Arnous-Rivière fared poorly in his casual games against Morphy, but did well in more formal match play. He lost to Serafino Dubois in 1855, and Gustav Neumann in 1864, but he drew with Ignatz von Kolisch in 1859, and defeated Thomas Wilson Barnes in London and Paul Journoud in Paris in 1860, and Johann Löwenthal in Paris in 1867. He also lost a close match to Mikhail Chigorin by +4−5=1 in 1883.
Arnous-Rivière's writings included several chess columns and books on billiards and roulette. He also invented many games.
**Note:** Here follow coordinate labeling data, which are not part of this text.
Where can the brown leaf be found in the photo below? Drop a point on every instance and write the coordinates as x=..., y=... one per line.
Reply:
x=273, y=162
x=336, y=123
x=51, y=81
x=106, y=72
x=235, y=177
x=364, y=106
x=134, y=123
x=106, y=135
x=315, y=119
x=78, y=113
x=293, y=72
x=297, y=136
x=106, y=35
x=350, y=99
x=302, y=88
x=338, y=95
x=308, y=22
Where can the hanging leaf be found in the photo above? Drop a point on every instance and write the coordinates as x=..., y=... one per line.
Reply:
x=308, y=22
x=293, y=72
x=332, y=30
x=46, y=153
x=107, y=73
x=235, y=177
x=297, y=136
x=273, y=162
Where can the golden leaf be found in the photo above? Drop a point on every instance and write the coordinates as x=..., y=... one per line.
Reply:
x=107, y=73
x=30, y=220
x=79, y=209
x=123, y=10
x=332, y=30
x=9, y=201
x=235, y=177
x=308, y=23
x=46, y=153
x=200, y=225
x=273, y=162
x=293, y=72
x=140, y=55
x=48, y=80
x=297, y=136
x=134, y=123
He married 27 October 1858 to Joséphine de Coulhac Mazérieux and had three children: William Arnous-Rivière, Hélène Arnous-Rivière and Jacques Arnous-Rivière. Hélène Arnous-Rivière married Baron Christian-Hubert von Pfeffel; her great-grandson is British politician Stanley Johnson, father of Boris Johnson.
Arnous-Rivière died in Paris in 1905.